Speech Title: "Medical Image Segmentation for Analystics"
Abstract: Humans have a strong ability to process millions of data and information to assist in the decision-making process. With new disruptive technology, trillion of data has been flooded into the cloud computing and require analytical process to produce valuable information. Images are one of the data collected using a variety of sensors that carry a lot of valuable information for the decision-making process. Therefore, Medical Image Analytics is a very significant research area to be strengthened in the new era of Big Data to improve healthcare industries with providing reliable information.

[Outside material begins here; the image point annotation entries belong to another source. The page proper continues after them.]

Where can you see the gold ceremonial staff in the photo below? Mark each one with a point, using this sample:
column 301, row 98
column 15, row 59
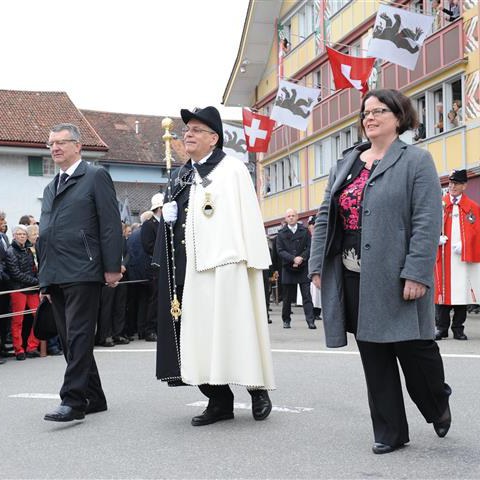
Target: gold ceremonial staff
column 167, row 124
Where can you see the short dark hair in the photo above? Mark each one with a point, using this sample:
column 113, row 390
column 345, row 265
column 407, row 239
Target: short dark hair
column 24, row 220
column 400, row 105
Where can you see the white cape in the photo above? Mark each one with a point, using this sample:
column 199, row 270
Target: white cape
column 224, row 334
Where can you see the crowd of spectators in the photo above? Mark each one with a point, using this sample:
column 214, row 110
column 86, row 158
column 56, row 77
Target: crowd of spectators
column 123, row 311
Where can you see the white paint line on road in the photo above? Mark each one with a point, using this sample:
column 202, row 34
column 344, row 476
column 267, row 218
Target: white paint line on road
column 49, row 396
column 276, row 350
column 248, row 406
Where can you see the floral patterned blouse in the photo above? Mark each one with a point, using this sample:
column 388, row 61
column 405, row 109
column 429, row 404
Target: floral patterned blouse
column 350, row 201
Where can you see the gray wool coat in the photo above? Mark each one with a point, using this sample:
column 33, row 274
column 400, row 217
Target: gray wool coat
column 401, row 224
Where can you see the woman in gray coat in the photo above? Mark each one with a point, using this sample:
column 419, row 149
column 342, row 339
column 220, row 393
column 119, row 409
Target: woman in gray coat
column 373, row 252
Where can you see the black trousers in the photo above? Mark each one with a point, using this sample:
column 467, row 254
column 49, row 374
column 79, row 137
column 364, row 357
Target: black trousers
column 422, row 368
column 150, row 325
column 75, row 307
column 136, row 308
column 290, row 295
column 458, row 321
column 113, row 312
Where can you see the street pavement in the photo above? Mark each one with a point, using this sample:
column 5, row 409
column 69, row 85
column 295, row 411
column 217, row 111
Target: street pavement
column 320, row 426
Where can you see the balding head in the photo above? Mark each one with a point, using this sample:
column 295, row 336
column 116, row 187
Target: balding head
column 291, row 216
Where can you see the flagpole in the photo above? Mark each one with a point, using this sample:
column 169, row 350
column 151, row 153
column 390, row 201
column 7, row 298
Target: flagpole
column 175, row 311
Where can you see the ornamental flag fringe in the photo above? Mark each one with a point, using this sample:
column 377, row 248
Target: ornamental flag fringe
column 398, row 35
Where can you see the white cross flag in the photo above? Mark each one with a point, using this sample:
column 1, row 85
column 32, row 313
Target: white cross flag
column 234, row 141
column 398, row 35
column 294, row 104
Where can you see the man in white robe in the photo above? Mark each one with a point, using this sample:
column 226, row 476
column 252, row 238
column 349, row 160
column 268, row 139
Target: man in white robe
column 224, row 336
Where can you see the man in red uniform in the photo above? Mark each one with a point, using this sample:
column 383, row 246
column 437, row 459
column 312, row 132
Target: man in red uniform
column 457, row 269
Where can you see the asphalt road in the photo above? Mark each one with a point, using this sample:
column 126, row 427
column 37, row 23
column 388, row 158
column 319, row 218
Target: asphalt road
column 320, row 426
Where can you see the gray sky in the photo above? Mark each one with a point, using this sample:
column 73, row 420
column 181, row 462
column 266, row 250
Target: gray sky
column 148, row 57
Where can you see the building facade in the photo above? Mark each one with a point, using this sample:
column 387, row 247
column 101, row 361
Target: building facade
column 293, row 173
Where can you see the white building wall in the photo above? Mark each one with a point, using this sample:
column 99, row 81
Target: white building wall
column 20, row 194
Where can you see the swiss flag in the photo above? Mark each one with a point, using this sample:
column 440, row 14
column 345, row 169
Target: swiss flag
column 350, row 72
column 258, row 130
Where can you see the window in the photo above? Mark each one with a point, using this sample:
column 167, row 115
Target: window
column 440, row 109
column 333, row 6
column 35, row 166
column 41, row 167
column 323, row 157
column 48, row 166
column 282, row 174
column 420, row 132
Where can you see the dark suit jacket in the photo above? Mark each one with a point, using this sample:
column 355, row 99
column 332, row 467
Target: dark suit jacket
column 3, row 267
column 80, row 229
column 289, row 246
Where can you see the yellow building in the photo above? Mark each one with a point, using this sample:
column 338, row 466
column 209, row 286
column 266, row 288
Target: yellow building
column 293, row 173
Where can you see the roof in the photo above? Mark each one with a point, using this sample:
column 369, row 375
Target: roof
column 257, row 39
column 28, row 116
column 119, row 130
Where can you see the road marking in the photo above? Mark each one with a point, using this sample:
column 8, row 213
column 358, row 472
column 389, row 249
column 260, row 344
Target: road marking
column 277, row 350
column 49, row 396
column 248, row 406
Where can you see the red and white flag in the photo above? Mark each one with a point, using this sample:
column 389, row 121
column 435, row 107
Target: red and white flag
column 258, row 130
column 350, row 72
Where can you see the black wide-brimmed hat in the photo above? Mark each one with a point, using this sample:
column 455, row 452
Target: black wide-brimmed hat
column 44, row 326
column 459, row 176
column 209, row 116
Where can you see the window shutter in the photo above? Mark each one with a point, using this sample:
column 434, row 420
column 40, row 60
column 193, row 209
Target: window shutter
column 35, row 166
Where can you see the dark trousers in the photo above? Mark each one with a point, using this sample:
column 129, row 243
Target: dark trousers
column 150, row 325
column 113, row 311
column 458, row 321
column 75, row 307
column 136, row 308
column 422, row 368
column 290, row 295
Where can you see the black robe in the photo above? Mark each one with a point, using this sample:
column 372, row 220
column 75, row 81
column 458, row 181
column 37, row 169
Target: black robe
column 168, row 339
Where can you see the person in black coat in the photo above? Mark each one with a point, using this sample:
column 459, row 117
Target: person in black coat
column 137, row 303
column 293, row 247
column 149, row 237
column 80, row 248
column 4, row 299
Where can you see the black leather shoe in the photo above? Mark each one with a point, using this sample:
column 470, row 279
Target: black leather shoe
column 380, row 448
column 151, row 337
column 439, row 335
column 33, row 354
column 261, row 404
column 443, row 425
column 211, row 415
column 95, row 407
column 55, row 352
column 64, row 413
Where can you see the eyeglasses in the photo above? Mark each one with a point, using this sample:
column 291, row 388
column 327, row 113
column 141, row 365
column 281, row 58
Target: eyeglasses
column 60, row 143
column 196, row 130
column 376, row 112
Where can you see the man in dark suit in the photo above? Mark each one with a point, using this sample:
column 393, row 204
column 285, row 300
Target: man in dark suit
column 149, row 237
column 293, row 247
column 80, row 247
column 4, row 299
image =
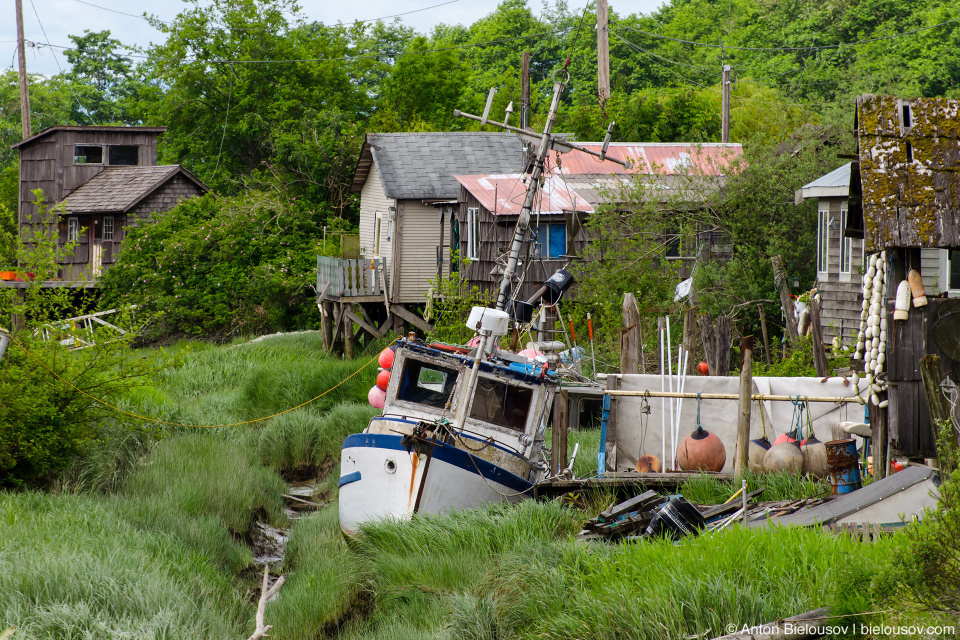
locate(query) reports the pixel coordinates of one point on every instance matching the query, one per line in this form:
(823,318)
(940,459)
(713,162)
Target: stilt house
(107,179)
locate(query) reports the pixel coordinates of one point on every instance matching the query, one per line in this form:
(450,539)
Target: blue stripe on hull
(446,453)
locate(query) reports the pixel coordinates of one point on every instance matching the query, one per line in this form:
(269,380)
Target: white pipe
(663,407)
(683,385)
(673,453)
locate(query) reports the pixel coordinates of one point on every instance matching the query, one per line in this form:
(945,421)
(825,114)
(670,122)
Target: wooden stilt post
(743,418)
(763,328)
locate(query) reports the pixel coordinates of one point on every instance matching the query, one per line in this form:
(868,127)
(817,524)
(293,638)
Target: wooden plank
(412,318)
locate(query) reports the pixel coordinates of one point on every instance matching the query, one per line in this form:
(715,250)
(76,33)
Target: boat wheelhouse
(414,459)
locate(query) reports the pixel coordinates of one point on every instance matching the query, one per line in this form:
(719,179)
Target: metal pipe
(727,396)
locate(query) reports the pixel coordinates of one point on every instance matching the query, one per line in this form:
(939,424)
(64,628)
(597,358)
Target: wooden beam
(402,312)
(362,323)
(783,288)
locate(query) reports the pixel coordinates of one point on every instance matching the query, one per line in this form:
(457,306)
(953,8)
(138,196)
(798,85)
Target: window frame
(473,233)
(103,155)
(823,240)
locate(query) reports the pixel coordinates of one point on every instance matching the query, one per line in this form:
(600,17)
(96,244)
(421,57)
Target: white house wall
(419,239)
(372,200)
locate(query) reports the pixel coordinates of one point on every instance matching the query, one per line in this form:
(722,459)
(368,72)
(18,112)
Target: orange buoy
(756,453)
(383,379)
(649,464)
(385,359)
(701,450)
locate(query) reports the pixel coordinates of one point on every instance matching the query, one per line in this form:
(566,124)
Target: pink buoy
(376,397)
(385,360)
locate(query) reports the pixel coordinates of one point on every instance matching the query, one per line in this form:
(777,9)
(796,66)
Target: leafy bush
(220,268)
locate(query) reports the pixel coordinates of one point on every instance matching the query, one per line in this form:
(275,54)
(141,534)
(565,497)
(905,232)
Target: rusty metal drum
(843,466)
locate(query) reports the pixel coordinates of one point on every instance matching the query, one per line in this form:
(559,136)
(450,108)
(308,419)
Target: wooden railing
(350,278)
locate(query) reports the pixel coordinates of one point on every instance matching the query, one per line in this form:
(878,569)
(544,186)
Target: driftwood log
(265,594)
(799,627)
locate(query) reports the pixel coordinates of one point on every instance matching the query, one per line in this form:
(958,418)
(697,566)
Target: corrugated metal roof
(653,158)
(117,189)
(503,194)
(836,178)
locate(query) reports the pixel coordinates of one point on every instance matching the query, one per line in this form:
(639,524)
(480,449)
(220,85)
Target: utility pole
(525,90)
(24,92)
(603,53)
(725,118)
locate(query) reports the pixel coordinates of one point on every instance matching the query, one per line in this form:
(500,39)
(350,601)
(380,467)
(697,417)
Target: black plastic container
(676,519)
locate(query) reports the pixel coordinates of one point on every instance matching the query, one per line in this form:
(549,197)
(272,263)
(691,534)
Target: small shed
(107,178)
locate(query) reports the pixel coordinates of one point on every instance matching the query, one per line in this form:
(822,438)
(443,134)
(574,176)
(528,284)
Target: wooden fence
(350,278)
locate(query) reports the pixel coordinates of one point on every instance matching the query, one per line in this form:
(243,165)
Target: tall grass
(72,567)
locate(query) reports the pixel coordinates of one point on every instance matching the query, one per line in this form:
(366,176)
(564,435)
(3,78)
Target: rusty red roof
(503,194)
(663,158)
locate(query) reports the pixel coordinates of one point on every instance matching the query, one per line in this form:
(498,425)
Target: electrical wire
(805,48)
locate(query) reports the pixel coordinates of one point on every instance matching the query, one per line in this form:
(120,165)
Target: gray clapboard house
(840,258)
(408,208)
(107,179)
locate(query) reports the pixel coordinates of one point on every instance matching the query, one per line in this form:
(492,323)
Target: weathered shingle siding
(165,198)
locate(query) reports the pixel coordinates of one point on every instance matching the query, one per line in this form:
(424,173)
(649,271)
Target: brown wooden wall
(496,233)
(911,433)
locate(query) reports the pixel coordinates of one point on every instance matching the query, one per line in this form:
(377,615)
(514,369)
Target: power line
(342,59)
(807,48)
(85,111)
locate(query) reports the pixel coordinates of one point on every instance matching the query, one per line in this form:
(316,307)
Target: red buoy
(383,379)
(701,450)
(386,358)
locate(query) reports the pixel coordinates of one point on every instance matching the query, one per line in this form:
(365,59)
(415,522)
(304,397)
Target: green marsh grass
(72,566)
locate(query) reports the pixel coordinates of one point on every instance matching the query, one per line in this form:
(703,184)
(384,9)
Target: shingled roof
(119,189)
(423,165)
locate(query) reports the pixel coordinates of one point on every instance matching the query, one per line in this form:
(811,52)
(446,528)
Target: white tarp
(640,433)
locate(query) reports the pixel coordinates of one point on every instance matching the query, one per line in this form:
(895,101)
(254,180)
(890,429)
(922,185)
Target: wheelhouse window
(427,384)
(87,154)
(823,238)
(550,240)
(501,404)
(473,233)
(124,155)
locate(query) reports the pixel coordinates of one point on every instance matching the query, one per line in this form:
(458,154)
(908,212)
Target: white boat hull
(381,479)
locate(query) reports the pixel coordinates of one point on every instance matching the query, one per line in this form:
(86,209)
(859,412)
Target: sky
(53,20)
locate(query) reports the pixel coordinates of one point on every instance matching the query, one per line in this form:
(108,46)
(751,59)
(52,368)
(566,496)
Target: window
(87,154)
(550,239)
(846,245)
(501,404)
(823,237)
(125,154)
(426,384)
(953,269)
(473,233)
(377,229)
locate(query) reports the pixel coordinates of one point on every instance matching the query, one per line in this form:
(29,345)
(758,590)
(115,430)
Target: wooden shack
(107,179)
(905,200)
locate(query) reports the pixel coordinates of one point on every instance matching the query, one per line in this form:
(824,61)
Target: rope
(180,424)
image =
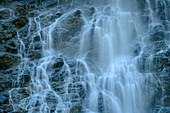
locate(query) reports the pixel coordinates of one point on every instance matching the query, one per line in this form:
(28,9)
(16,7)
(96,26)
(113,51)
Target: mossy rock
(20,22)
(5,14)
(8,61)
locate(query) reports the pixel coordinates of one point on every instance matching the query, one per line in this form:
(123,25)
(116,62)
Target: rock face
(155,58)
(67,31)
(24,26)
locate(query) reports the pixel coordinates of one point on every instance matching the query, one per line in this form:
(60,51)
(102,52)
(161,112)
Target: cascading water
(96,68)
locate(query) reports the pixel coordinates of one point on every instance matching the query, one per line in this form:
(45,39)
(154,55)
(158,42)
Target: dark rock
(51,100)
(5,14)
(34,54)
(12,46)
(23,9)
(6,36)
(24,79)
(135,48)
(20,22)
(68,28)
(75,109)
(47,20)
(3,100)
(34,13)
(58,63)
(8,61)
(17,94)
(158,36)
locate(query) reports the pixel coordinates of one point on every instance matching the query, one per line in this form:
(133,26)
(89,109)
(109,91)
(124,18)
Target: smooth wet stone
(20,22)
(3,100)
(8,61)
(5,14)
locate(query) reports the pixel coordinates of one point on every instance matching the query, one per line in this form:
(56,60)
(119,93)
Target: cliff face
(23,43)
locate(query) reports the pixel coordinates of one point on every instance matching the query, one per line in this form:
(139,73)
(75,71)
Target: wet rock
(34,13)
(8,61)
(3,100)
(20,22)
(34,54)
(17,94)
(158,36)
(24,79)
(12,46)
(135,48)
(68,28)
(75,109)
(7,35)
(23,9)
(46,20)
(5,14)
(51,100)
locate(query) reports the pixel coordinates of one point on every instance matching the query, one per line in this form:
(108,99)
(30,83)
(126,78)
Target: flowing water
(109,45)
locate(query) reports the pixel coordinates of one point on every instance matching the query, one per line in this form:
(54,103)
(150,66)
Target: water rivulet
(109,56)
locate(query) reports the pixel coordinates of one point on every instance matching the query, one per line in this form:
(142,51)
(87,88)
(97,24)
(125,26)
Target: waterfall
(89,60)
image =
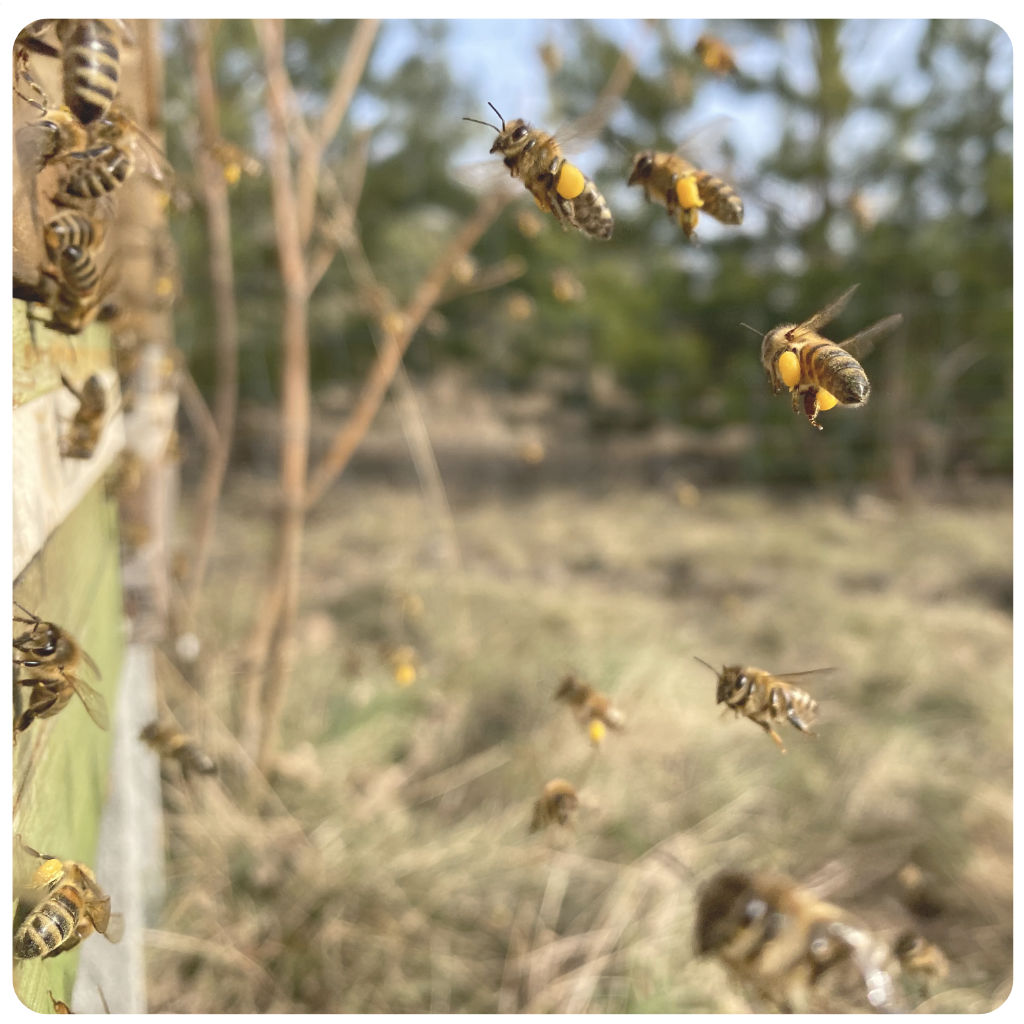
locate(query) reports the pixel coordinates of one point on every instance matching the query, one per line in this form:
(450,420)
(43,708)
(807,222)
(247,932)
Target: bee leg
(799,723)
(774,735)
(810,402)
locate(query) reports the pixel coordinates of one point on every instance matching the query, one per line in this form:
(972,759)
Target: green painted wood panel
(60,763)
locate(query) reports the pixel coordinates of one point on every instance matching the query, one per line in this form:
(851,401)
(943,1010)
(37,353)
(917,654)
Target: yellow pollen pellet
(404,675)
(686,190)
(47,872)
(570,181)
(788,369)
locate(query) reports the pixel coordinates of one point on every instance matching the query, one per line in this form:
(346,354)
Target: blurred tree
(892,172)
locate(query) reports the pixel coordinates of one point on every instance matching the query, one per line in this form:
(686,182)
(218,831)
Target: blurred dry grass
(387,865)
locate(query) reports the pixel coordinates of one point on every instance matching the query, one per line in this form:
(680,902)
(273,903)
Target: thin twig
(394,341)
(262,716)
(334,113)
(214,190)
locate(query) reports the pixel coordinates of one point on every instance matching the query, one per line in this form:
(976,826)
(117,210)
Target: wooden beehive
(77,538)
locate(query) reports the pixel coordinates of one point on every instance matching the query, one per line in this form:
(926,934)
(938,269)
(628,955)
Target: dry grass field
(387,865)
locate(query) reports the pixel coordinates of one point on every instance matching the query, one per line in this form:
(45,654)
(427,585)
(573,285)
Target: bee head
(721,898)
(642,165)
(567,688)
(488,124)
(731,684)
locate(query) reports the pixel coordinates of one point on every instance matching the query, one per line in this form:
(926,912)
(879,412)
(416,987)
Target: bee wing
(830,311)
(863,341)
(89,662)
(95,702)
(154,162)
(788,677)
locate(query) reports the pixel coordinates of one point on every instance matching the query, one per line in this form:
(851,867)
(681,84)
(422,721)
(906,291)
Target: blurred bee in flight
(87,424)
(684,189)
(820,374)
(557,803)
(558,186)
(923,962)
(715,54)
(171,742)
(73,908)
(47,659)
(764,697)
(795,950)
(593,711)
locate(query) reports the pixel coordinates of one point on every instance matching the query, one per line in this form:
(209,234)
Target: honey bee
(558,186)
(921,960)
(764,697)
(820,374)
(169,741)
(74,907)
(72,284)
(558,803)
(87,424)
(594,711)
(715,55)
(90,64)
(114,150)
(49,660)
(684,189)
(795,950)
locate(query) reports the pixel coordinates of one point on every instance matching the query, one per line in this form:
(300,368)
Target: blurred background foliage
(859,159)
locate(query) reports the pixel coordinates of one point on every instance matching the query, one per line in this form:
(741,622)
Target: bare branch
(337,105)
(395,338)
(261,713)
(214,192)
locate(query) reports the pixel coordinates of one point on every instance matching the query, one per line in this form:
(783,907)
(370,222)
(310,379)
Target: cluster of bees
(68,901)
(772,934)
(77,155)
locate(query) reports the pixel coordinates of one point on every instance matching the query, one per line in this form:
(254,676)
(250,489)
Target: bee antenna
(499,113)
(485,123)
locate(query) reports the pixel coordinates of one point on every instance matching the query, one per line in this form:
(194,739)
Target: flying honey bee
(74,907)
(593,711)
(764,697)
(715,55)
(820,374)
(684,189)
(795,950)
(557,803)
(87,424)
(170,741)
(921,960)
(48,659)
(558,186)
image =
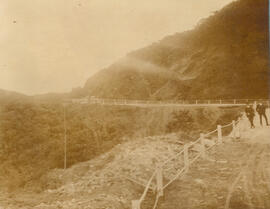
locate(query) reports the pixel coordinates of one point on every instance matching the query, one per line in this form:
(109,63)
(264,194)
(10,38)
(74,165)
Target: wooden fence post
(203,145)
(136,204)
(234,129)
(186,158)
(219,134)
(159,180)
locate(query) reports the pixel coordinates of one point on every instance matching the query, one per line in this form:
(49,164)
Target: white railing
(198,102)
(199,147)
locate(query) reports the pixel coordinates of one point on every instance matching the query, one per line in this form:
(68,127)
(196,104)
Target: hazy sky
(54,45)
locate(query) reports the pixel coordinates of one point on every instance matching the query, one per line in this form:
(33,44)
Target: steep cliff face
(226,56)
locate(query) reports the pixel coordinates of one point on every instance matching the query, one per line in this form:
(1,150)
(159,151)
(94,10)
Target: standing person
(250,115)
(261,111)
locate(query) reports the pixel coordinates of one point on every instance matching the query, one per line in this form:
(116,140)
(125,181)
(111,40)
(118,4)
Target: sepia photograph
(123,104)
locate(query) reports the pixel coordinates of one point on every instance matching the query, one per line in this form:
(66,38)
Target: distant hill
(11,96)
(225,56)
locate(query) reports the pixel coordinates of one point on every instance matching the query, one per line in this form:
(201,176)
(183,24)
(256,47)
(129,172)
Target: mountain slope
(226,56)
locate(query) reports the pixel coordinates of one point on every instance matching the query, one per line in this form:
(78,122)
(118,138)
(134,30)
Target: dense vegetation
(32,135)
(225,56)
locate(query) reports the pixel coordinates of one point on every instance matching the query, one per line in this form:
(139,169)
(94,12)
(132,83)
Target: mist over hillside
(225,56)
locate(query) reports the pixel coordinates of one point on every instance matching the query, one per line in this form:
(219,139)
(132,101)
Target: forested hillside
(225,56)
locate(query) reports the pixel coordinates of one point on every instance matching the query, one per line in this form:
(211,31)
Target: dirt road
(238,179)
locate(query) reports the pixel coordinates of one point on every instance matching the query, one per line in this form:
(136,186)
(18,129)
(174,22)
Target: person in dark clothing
(261,111)
(250,115)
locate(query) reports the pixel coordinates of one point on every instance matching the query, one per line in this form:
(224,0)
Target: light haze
(55,45)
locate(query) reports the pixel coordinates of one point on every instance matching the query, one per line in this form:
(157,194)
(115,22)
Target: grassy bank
(32,135)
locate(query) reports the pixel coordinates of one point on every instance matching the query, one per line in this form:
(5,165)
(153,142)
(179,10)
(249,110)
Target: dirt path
(243,182)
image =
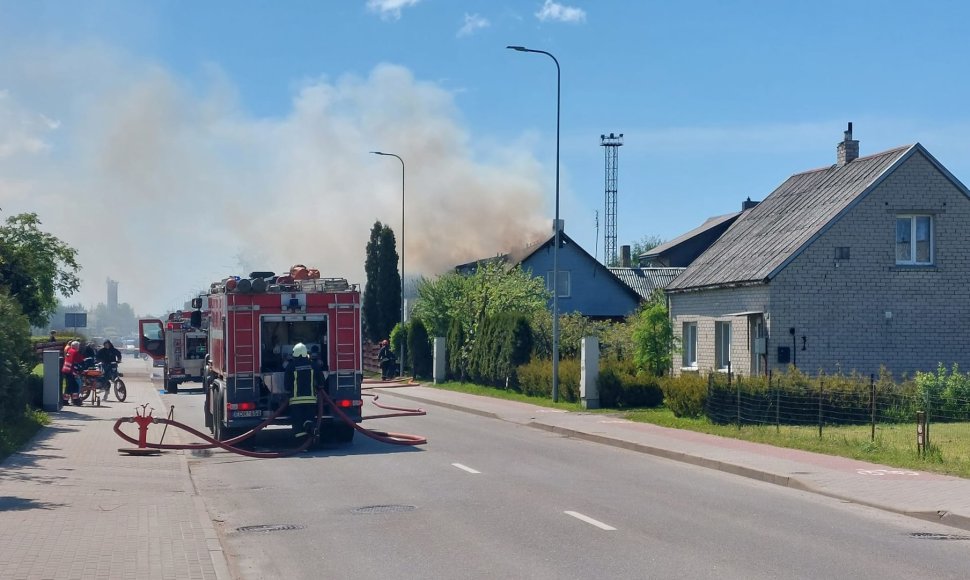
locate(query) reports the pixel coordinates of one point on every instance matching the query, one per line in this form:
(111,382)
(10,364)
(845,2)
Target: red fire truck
(179,344)
(254,323)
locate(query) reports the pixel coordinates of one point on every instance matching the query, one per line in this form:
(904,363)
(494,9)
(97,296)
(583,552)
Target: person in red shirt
(72,356)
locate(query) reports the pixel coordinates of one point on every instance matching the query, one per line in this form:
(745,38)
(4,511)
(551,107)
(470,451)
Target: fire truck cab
(179,345)
(254,324)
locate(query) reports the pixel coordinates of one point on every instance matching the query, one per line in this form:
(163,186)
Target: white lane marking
(885,472)
(465,468)
(591,521)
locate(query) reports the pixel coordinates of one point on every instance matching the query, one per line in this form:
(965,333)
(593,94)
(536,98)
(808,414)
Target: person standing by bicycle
(72,358)
(109,357)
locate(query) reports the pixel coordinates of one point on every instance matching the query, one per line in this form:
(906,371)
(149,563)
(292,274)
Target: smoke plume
(166,187)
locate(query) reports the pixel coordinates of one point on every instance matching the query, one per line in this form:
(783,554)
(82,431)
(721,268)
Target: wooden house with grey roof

The most important process in Medical Image Analytics is a image segmentation. Image segmentation is to extract clinically relevant information with intelligent insight. There are several method can be used in the segmentation process. In this discussion, several image segmentation method will be presented. The advantages and disadvantages of each method are described besides examination of each algorithm with its application in Magnetic Resonance Imaging and Computed Tomography image analysis. Each algorithm is explained separately with its ability and features for the analysis of grey-level images. In order to evaluate the segmentation results, some popular benchmark measurements also presented in the final section. In this keynote, the discussion also focus on experiences in Medical Image Analytics and discussing key challenges in various types of data for further research including semantic gaps.